Au son des cors des Alpes et des cloches
Une fois arrivée dans le pâturage, la famille des Bronner coiffe l’une des 25 vaches qui s’apprêtent à rejoindre l’auberge du Gros Ballon, d’une branche de sapin décorée. “Normalement c’est celle qui va marcher devant”, sourit Jérémy même si, aujourd’hui, cette dernière en décidera autrement. “Ce sont de supers temps forts. Les vaches sont préparées. On les habille, on leur met les plus belles cloches, elles sont tondues. Pour nous c’est une grande fierté de monter avec nos bêtes. ”
Après quelques photos, les membres de la famille Bronner, tous vêtus de costumes traditionnels, entament la montée vers le Grand Ballon. Ce sont deux heures de marche qui les attendent. A l’arrière du troupeau, la centaine de marcheurs leur emboîtent le pas. “Ça me rappelle des souvenirs de mon enfance, se réjouit l’une d’entre elles. Dans le village d’où je viens, il y avait des paysans et souvent, on les aidait à monter les vaches au pré et à les rentrer le soir”, tandis qu’un peu plus loin c’est le match du racing de ce samedi soir qui anime les discussions.
La chaleur est écrasante mais Jérémy le sait, c’est aussi en partie le soleil qui a attiré les nombreux marcheurs. “On a de la chance avec le temps, les gens sont heureux.” En tête de file, Mathias, élève en CM2, le front coulant de sueur, a retiré le bonnet traditionnel qu’il arborait au départ. Lui et son petit frère marchent en tête du cortège, avalant les kilomètres sourire aux lèvres. “On est habitués, on fait ça tous les ans. Il y a bientôt un raccourci qu’on pourra prendre!”, annonce-t-il l’œil malicieux. Après près d’une heure de montée, le cortège s’accorde une pause, au son des cors des Alpes et des sonneurs de cloches, autres traditions de la montagne.
Une soirée dans la grange
Un petit rafraîchissement apporté par les membres de la famille qui ont rejoint le point de rendez-vous en voiture et ça repart ! Le cortège reprend le rythme, Didier, ses deux fils et les autres membres de la famille toujours en tête. Kilomètre après kilomètre, les paysages montagneux se dévoilent. Le bleu du ciel contraste avec le vert des reliefs recouverts de végétation.

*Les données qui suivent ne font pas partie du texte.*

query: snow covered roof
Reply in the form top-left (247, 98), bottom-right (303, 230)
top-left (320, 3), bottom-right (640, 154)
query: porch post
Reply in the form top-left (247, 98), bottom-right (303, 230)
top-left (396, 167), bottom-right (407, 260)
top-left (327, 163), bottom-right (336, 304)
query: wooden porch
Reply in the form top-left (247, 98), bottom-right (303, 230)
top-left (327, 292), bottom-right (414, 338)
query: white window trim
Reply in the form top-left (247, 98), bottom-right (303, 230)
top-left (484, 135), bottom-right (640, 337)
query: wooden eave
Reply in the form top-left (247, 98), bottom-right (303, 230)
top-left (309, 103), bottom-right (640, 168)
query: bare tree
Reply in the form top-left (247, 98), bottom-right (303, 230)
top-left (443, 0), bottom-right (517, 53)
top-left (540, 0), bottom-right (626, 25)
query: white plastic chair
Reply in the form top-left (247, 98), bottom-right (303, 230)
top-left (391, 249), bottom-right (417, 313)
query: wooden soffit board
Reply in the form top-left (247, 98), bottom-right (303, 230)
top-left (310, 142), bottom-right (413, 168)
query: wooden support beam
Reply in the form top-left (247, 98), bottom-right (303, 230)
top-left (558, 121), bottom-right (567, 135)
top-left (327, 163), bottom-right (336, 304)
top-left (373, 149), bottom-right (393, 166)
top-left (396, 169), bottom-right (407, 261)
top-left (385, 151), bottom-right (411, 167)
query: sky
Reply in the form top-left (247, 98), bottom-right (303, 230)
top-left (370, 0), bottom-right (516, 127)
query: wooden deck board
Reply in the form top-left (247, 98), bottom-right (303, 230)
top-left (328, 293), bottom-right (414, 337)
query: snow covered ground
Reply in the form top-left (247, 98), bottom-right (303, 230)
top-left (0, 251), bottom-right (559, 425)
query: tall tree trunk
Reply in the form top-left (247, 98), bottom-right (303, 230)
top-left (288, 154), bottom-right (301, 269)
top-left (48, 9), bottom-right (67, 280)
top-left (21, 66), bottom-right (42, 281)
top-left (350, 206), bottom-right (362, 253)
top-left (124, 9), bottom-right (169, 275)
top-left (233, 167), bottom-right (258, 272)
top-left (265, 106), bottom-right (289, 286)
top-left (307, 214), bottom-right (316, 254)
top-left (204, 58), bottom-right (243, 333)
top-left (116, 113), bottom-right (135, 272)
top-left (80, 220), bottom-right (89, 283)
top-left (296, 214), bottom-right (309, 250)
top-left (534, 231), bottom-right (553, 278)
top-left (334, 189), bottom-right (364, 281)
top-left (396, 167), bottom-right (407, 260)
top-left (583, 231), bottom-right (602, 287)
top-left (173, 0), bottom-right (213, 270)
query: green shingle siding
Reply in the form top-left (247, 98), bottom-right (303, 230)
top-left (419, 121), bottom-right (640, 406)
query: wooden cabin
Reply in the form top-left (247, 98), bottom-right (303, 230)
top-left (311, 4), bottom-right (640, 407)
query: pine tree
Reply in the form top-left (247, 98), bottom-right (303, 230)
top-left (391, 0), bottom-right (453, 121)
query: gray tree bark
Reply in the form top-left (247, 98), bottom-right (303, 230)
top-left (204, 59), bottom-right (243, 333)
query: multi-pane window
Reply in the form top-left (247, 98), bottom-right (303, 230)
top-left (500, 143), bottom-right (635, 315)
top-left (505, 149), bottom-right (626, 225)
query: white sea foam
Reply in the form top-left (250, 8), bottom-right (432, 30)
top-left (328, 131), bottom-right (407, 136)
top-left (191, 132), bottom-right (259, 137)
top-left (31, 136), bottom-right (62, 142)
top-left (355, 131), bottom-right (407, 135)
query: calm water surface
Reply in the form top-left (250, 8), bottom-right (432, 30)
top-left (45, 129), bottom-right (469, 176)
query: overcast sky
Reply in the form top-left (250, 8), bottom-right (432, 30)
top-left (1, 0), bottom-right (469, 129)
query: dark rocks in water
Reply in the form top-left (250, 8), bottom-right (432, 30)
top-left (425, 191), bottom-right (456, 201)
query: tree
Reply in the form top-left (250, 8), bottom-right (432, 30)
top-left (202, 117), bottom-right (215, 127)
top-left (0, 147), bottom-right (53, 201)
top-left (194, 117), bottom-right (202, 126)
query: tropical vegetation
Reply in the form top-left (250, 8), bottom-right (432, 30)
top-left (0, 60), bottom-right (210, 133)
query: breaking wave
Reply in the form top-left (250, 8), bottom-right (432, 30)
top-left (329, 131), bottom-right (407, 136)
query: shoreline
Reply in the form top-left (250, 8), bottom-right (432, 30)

Quelques randonneurs s’écartent pour laisser tout ce petit monde, en profitant pour filmer le spectacle et enregistrer l’impressionnant chant des cloches qui résonne jusque dans la vallée. “ Les premières années, on passait par la route. Du village à la ferme, par le macadam. Mais c’est trop compliqué à cause de la circulation. On a alors décidé de faire le tracé par la forêt, ça ne dérange personne et c’est moins de stress.” La route n’est, en effet, empruntée que sur quelques centaines de mètres, au départ et à l’arrivée du troupeau. Suffisamment pour ralentir un motard qui décide malgré tout de passer au milieu des animaux.
Quelques minutes plus tard, les vaches, arrivées à bon port, sont prêtes pour la première traite de la saison sur les hauteurs du Grand Ballon, sous le regard de quelques marcheurs ayant glissé leur tête par la porte en bois. La mission de Jérémy et de toute sa famille est accomplie mais la journée n’est pas terminée. Dans l’ancienne grange, à l’arrière de l’auberge, 300 couverts ont été dressés. Ce soir-là, ils fêteront comme il se doit le début de cette nouvelle transhumance, entouré d’amis et d’habitués toujours fidèles au rendez-vous.
La saison est désormais lancée. A l’automne, la famille reprendra la route dans le sens inverse. “Au printemps on a hâte de remonter, de retrouver nos clients et à la fin de la saison on est contents de redescendre pour souffler un peu. Monter et descendre, on ne s’en lasse pas”, conclut Jérémy.